Des événements communs – concerts, création artistique…- seront aussi organisés régulièrement dans le cadre de ce circuit de mémoire. Pour davantage de visibilité. Céline Sala-Pons y “croit beaucoup” qui rappelle que, “depuis janvier 2024, tout enfant qui vient à Rivesaltes se voit offrir un pass pour toute sa famille. Il est important que les enfants soient prescripteurs d’un lieu de culture. Ça leur permettra, avec ce pass mémoriel, de leur donner envie d’ailler dans les autres lieux de mémoire à Elne, la Jonquera… Tout le travail que l’on a fait sur Manolo Valiente puisse circuler jusqu’en Espagne.” Ce circuit de mémoire permettrait aussi de constituer une base de données accessible des deux côtés de la frontière. “Un exilé qui partait de Barcelone, on ne sait pas bien où il rendait ensuite, par exemple ; il y a aussi la volonté de créer une cartographie.”

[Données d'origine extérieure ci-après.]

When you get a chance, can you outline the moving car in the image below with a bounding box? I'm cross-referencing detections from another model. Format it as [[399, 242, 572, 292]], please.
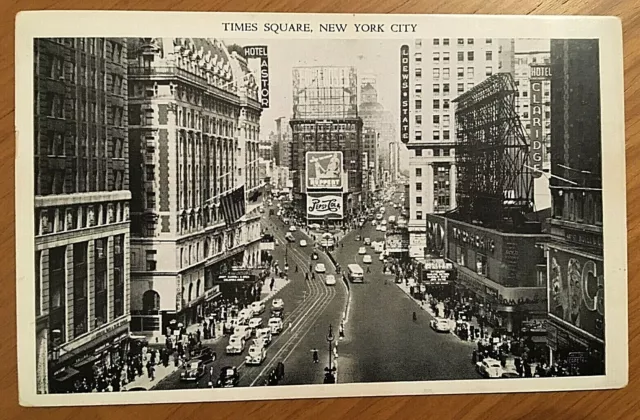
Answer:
[[233, 325, 251, 340], [429, 318, 451, 332], [267, 317, 283, 335], [249, 302, 264, 316], [271, 308, 284, 319], [324, 274, 336, 286], [244, 344, 267, 365], [476, 357, 502, 378], [271, 298, 284, 309], [216, 366, 240, 388], [249, 317, 262, 330], [253, 327, 273, 347], [191, 347, 216, 364], [225, 334, 245, 354], [180, 360, 204, 381]]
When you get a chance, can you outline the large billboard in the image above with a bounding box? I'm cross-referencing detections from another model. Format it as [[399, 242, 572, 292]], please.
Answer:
[[305, 152, 344, 191], [307, 194, 344, 219], [547, 245, 604, 340]]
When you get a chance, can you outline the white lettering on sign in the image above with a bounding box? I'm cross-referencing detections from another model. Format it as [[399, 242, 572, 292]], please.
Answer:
[[307, 195, 342, 218]]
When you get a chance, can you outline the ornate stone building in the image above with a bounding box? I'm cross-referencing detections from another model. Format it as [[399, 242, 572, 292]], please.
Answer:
[[129, 38, 261, 335], [34, 38, 131, 393]]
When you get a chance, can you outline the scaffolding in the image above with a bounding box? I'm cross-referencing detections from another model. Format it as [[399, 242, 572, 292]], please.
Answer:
[[454, 73, 533, 228], [293, 66, 358, 119]]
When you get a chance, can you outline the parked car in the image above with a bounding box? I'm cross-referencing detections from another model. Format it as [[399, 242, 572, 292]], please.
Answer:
[[249, 302, 264, 316], [245, 344, 267, 365], [180, 359, 204, 381], [271, 298, 284, 309], [429, 318, 451, 332], [253, 327, 273, 346], [226, 334, 245, 354], [476, 357, 502, 378], [324, 274, 336, 286], [267, 317, 284, 335], [216, 366, 240, 388], [191, 347, 217, 363]]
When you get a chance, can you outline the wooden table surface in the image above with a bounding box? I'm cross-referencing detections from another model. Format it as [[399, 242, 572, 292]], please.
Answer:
[[0, 0, 640, 420]]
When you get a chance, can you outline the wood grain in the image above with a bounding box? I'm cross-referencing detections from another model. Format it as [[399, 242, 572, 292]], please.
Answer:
[[0, 0, 640, 420]]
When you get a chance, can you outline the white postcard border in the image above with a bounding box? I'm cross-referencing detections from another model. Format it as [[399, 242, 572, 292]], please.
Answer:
[[15, 11, 628, 406]]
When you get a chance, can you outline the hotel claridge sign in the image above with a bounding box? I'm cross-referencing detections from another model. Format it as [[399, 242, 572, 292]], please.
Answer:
[[22, 28, 607, 400]]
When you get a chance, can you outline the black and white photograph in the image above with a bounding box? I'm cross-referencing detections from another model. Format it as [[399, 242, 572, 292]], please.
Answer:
[[16, 12, 627, 405]]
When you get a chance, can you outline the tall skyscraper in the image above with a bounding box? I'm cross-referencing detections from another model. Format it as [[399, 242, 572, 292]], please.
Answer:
[[547, 39, 605, 375], [407, 38, 514, 258], [34, 38, 131, 393], [129, 38, 261, 335]]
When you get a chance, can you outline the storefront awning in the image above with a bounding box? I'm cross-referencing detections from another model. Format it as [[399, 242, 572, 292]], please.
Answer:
[[53, 366, 79, 382]]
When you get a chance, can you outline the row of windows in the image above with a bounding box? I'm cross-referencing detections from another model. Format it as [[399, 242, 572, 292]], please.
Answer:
[[40, 235, 125, 346], [35, 202, 129, 235], [430, 51, 493, 64]]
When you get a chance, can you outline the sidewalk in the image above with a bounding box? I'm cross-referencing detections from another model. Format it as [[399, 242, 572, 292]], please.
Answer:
[[122, 363, 179, 391], [396, 282, 493, 344]]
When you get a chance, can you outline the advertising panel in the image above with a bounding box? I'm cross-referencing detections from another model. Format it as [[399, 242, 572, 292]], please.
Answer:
[[244, 45, 269, 108], [305, 152, 343, 190], [400, 45, 411, 143], [548, 246, 604, 340], [307, 194, 344, 219], [529, 65, 551, 178]]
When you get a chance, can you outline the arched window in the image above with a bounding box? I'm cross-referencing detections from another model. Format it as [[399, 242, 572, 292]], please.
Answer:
[[142, 290, 160, 312]]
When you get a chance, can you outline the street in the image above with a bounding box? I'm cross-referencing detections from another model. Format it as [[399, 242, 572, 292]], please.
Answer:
[[336, 199, 478, 383], [153, 205, 347, 390]]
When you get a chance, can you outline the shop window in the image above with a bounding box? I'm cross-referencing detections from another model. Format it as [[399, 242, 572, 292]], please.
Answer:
[[476, 253, 487, 276], [146, 250, 158, 271], [142, 290, 160, 314]]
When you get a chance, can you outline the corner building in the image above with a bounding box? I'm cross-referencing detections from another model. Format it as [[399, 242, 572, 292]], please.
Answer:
[[547, 40, 605, 375], [407, 38, 514, 258], [34, 38, 131, 393], [129, 38, 259, 336]]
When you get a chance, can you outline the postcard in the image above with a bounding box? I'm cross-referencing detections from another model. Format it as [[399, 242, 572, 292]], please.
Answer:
[[16, 11, 628, 406]]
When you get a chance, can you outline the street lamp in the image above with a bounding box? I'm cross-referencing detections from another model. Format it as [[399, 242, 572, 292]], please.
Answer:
[[324, 324, 336, 384]]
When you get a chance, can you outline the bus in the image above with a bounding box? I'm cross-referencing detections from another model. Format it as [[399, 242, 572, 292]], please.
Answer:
[[347, 264, 364, 283]]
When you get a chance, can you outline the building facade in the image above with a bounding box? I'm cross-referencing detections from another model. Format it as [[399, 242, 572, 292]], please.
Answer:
[[407, 38, 514, 258], [547, 40, 605, 375], [34, 38, 131, 393], [129, 38, 259, 335], [426, 214, 547, 335], [289, 67, 362, 223], [514, 49, 551, 210]]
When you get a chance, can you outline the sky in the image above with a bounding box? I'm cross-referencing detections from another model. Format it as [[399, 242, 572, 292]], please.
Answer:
[[224, 38, 550, 139], [224, 39, 407, 138]]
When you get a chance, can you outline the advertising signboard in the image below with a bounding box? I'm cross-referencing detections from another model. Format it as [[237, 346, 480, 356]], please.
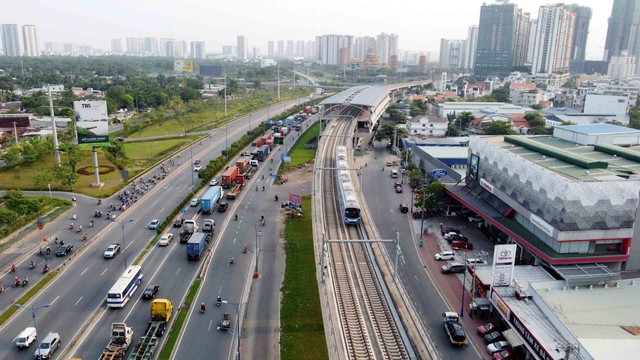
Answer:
[[73, 100, 109, 146]]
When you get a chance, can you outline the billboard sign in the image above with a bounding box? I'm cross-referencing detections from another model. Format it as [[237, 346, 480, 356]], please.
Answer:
[[173, 59, 193, 72], [73, 100, 109, 146]]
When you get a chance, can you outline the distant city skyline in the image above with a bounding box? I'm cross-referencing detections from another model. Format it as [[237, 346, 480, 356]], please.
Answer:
[[0, 0, 613, 60]]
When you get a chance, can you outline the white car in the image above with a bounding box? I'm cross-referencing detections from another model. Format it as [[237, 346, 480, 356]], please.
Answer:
[[103, 244, 120, 259], [434, 251, 453, 260], [158, 233, 173, 246]]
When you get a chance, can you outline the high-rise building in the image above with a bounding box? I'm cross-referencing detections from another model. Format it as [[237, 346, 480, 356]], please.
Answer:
[[531, 4, 576, 75], [22, 25, 40, 56], [565, 4, 591, 74], [276, 40, 284, 58], [440, 39, 466, 69], [111, 39, 122, 54], [267, 40, 276, 59], [462, 25, 478, 70], [474, 2, 528, 78], [2, 24, 22, 56], [316, 35, 353, 65], [190, 41, 207, 59], [236, 35, 249, 60]]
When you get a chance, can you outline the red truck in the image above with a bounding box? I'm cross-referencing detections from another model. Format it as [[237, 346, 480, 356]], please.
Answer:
[[222, 166, 238, 189]]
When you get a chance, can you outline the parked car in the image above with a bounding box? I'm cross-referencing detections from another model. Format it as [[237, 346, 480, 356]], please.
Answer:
[[487, 340, 511, 355], [103, 244, 120, 259], [451, 240, 473, 250], [440, 262, 467, 274], [158, 233, 173, 246], [434, 251, 453, 260], [483, 331, 504, 344], [476, 323, 504, 336], [56, 244, 73, 256], [142, 284, 160, 299], [147, 219, 160, 230]]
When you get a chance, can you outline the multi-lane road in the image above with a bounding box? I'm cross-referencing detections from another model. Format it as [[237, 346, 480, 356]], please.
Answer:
[[0, 101, 308, 359]]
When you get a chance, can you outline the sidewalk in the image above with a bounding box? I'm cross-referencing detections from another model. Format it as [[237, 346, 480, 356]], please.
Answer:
[[416, 228, 492, 359]]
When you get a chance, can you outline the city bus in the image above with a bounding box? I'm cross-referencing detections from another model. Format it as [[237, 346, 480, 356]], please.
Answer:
[[107, 265, 143, 307]]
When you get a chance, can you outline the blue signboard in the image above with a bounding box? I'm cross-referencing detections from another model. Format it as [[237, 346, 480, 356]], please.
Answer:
[[431, 169, 449, 179]]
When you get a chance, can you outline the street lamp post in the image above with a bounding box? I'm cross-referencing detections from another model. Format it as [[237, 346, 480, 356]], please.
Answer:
[[221, 300, 240, 360], [119, 219, 133, 269], [13, 304, 51, 355]]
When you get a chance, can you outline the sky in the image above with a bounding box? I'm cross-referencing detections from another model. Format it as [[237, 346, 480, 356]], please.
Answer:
[[0, 0, 613, 60]]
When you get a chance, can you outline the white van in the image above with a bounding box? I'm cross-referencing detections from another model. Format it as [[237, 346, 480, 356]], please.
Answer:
[[16, 327, 36, 349]]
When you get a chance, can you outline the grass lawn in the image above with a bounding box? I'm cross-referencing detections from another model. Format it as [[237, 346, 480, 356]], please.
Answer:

Dans une dynamique d’euro-région

Céline Sala-Pons. Ph. O.SC.

Il n’y a pas que les Catalans qui s’intéressent à ces lieux. “Nous avons beaucoup de visiteurs qui viennent de toute l’Occitanie. C’est notre première clientèle. Et ceux qui auront acheté leur billet à Rivesaltes pourront aller dans les autres lieux de mémoire partenaires sans payer davantage. Tout cela pour une meilleure connaissance de notre histoire et de nos territoires.” Céline Sala-Pons va plus loin : “Nous sommes dans une dynamique d’euro-région. Le sillon avait été marqué par les volontés communes de Carole Delga, présidente de la région Occitanie, et son homologue Pere Aragonès, président de la Généralité de Catalogne.” De Montpellier à Toulouse, jusqu’à Valence et même les îles Baléares.

Un circuit mémoriel qui est davantage qu’un lieu de pèlerinage

Les lieux de mémoire les plus connus qui donnent lieu à du tourisme ? La Normandie, les champs de bataille du Nord et de l’Est de la France, le Vercors, bien sûr… Depuis vingt ans, la géographie de ces lieux de guerre et de paix s’est considérablement popularisée. Dunkerque y raconte, par exemple, un épisode de la Seconde Guerre mondiale. Dans un autre registre, le tourisme lié à la mémoire de l’esclavagisme s’est aussi développé dans des villes comme Bordeaux ou Nantes. En 2017, l’ensemble de ces lieux de mémoire avaient accueilli près de 12 millions de visiteurs. Et quand on regarde à la carte de fréquentation de ces sites emblématiques, la prédominance dans le Nord et l’Ouest de la France est flagrante, territoires marqués par les guerres mondiales et la résistance auxquelles on a voulu il y a des décennies rendre hommage. Désormais, les P.-O. et la Catalogne offrent davantage qu’un simple pèlerinage avec ce circuit mémoriel.